Board of Regents Approves $250 Million Venture Fund

Board of Regents Approves $250 Million Venture Fund
Janet Main Picture
UC President Janet Napolitano. UCSD Guardian file photo.

The UC Board of Regents approved the creation of a $250 million venture capital fund called UC Ventures, which they will invest in start-up companies founded on campus research.

The fund will be governed by an advisory board of outside experts and spent on commercializing the UC campuses’ most potentially profitable discoveries.

UC President Napolitano sees the fund as a natural avenue for the research already happening on campuses.

“In addition to any financial benefits, we see this fund as a potential vehicle for providing resources to support the basic research and talent — among both faculty and students — required to develop innovations that can benefit California and the world,” Napolitano said in an online post last month.

In documents obtained by the Guardian, one of the new programs approved by Napolitano will allow UC to accept a stake in companies founded by faculty in exchange for the use of university facilities and equipment.

UC Office of the President Assistant Director of Media Relations Dianne Klein says that the fund is still in its early planning stages.

“We hope those investments will pay off – both for the principals and for the investors – but there is no guarantee,” Klein said. “But, keep in mind, that these are long-term investments; they are not envisioned as quick profit-taking exercises and will not be designed that way.”

Following the announcement of UC Ventures, a press release from UCOP confirmed that the fund will not use tuition or state funding.

Klein also mentioned that, should the fund provide a good return on investment, it would not be enough to mitigate a potential tuition increase.

“Any one-time pay-out (such as might, theoretically, come from cashing out of an investment) does not provide the permanent, ongoing source of revenue that tuition does,” Klein said. “Those monies are used to fund faculty, teaching assistants and staff needed to perform our core educational mission.”

Klein stated that the cash infusions from UC Ventures may help the system pay for maintenance and equipment needs, as well as other costs like faculty recruitment and graduate student support.

While the venture fund itself is new, the UC system has launched hundreds of start-ups over the years, some of which were founded by UC staff and faculty.

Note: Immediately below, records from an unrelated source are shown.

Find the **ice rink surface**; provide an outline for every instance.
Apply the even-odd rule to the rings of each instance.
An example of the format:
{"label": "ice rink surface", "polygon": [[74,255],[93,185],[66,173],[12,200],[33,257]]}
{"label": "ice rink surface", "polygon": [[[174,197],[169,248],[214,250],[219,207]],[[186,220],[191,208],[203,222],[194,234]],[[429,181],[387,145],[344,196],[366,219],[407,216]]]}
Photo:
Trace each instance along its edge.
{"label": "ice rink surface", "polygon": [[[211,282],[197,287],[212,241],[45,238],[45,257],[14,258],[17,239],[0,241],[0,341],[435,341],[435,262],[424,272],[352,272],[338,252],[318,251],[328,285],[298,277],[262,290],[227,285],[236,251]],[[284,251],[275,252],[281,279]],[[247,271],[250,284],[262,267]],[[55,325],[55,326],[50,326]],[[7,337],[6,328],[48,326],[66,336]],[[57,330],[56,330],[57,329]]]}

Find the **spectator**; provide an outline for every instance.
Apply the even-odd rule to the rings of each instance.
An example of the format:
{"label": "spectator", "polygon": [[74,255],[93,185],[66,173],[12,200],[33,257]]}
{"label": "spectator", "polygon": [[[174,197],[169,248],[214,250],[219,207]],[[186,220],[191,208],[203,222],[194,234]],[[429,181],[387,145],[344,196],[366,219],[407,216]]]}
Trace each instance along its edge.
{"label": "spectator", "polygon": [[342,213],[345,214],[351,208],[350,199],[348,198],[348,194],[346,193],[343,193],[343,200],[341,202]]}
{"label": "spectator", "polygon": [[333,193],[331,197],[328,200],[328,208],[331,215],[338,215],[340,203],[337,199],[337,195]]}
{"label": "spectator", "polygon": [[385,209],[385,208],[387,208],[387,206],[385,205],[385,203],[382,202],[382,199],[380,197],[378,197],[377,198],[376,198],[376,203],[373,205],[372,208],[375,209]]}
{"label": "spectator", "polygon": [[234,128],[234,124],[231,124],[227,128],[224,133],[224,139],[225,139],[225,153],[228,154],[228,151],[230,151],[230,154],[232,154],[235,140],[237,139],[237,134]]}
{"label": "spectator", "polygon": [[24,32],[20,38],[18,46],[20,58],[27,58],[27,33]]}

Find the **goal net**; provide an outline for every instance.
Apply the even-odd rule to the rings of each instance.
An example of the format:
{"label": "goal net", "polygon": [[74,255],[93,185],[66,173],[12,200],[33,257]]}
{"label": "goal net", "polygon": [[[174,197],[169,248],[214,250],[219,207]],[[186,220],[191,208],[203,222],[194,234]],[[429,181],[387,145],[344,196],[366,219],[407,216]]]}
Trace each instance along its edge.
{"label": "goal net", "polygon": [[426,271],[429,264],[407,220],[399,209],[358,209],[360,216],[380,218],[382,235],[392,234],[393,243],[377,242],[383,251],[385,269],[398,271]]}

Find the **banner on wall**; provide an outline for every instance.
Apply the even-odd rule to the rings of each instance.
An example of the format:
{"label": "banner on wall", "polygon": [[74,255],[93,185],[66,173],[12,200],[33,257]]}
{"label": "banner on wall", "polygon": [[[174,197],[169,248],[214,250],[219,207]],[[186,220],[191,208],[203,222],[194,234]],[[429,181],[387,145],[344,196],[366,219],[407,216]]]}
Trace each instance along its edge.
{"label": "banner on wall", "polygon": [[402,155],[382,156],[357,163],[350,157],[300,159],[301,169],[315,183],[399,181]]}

Others built on research that began on campuses, such as Seragon Pharmaceuticals, a San Diego-based company that was sold to Gentech this year for upwards of $1 billion.

A majority of the UC system’s past investments were also in the medical field, according to statistics compiled by the San Diego Union-Tribune. In fiscal year 2013, two-thirds of UC’s start-up companies were in medical therapeutics, devices and other similar arenas.

Almost a quarter of UCSD’s undergraduate population majors in biology and could stand to benefit from an investment from the venture fund.

Requests to both UCOP and the office of the Regents’ Chief Investment Officer for information on how many past start-ups were led specifically by UC students and graduates went unanswered. At Seragon, one member of the Board of Directors is an alumnus of UC Berkeley, and served as a postdoctoral fellow at UC San Francisco.

UC Ventures is set to launch by the end of 2015.